Он показал в сторону чулана.

— Там в шкафу есть шестизарядник… на случай, если вам понадобится. Револьвер старый, но надежный, и я верю, что вы будете пользоваться им с умом.

Он ушел, а я еще полежал, раздумывая, о том о сем… Похоже, мы, Сакетты, никогда не избавимся от неприятностей. Мы двинулись в эти дикие, необжитые края, чтобы тут поселиться, и места тут оказались такие, каких никто раньше не видывал. Край был горный, что нас устраивало, но только горы оказались просто великанами, не то, что у нас. Клингменс-Дом, конечно, очень красивая вершина, но она бы просто затерялась в тени пиков, торчащих вокруг[13].

Реки, озера, осины, сосны, ели и столько рыбы и зверя, что добыча просто сама прыгает на человека… в лугах полно травы на сено, а на склонах — цветы и лес, только руби.
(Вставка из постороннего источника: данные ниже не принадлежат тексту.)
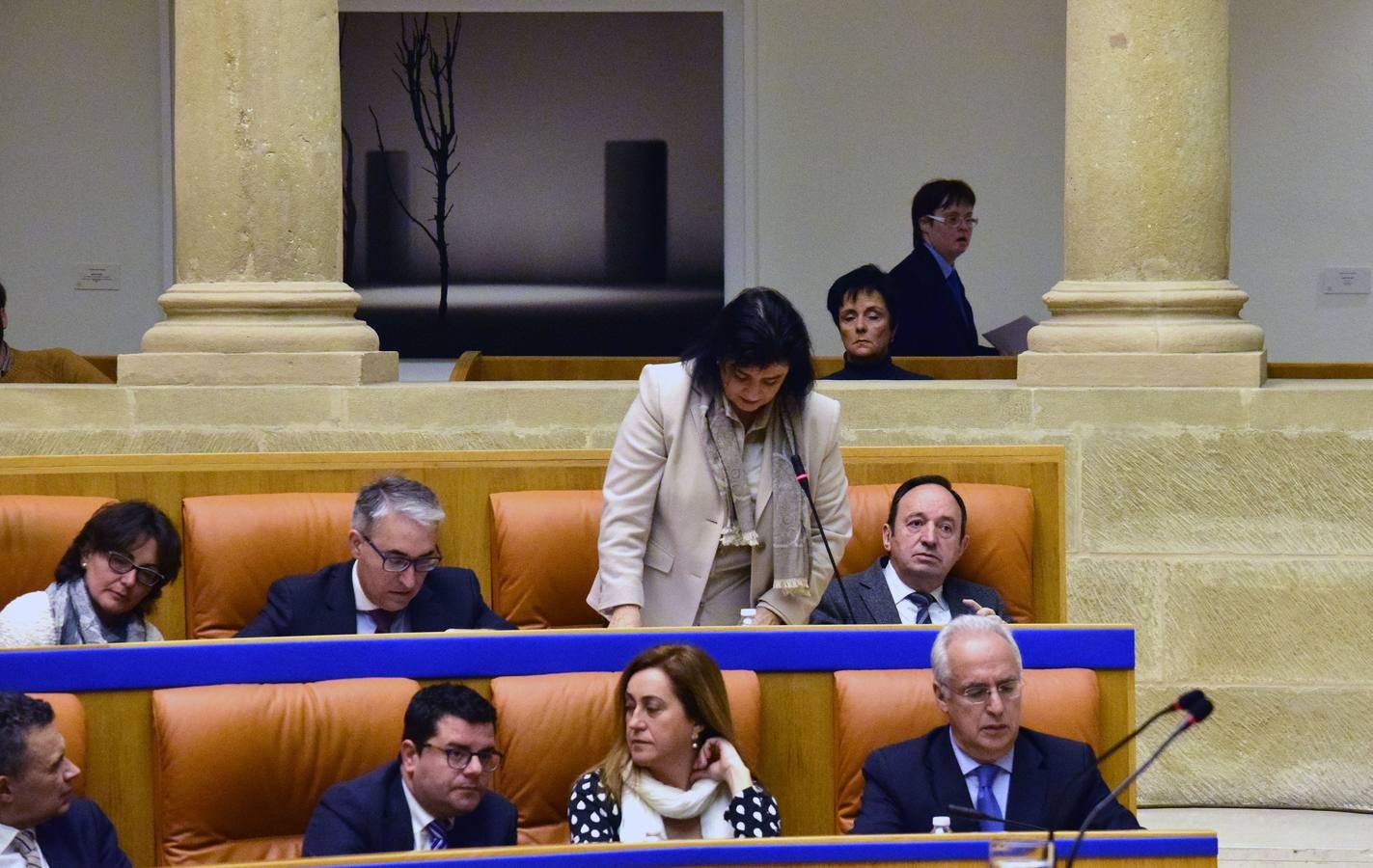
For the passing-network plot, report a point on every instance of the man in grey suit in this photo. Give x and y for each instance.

Эти края как раз на наш вкус, тут мы, Сакетты, и останемся.

Я выбрался из постели и попытался встать на ноги, но вдруг так закружилась голова, что пришлось сесть — все плыло перед глазами. Да, придется вести себя потише. Придется малость подождать. В этих краях не место человеку, который не может уверенно шагать по тропе или крепко сидеть в седле, когда ветер дует…

Шестизарядник был из тех, которые изготовляли в Техасе во время Гражданской войны, — капсюльный револьвер «данс-и-парк» сорок четвертого калибра[14], переделанный под кольтовский патрон. Над этим револьвером потрудился кто-то, знающий толк в таких делах. Он был отлично уравновешен и удобно ложился в руку. Барабан был заряжен, все ячейки на поясе-патронташе заполнены патронами. Я снял его с колышка и повесил возле своей кровати.

Хороший револьвер — это такая штука, которую стоит иметь под рукой, никогда не знаешь заранее, когда он понадобится.

Говорят, когда оружие объявят вне закона, только люди вне закона будут иметь оружие.


  1. Гора Клингменс-Дом (то есть купол Клингмена) в хребте Блу-Ридж (штат Теннесси) имеет высоту 2024 м; вершина Анкомпагре-Пик в горах Сан-Хуан (штат Колорадо) — 4360 м.

  2. Калибр 44 — то есть 0,44 дюйма, или 11 мм.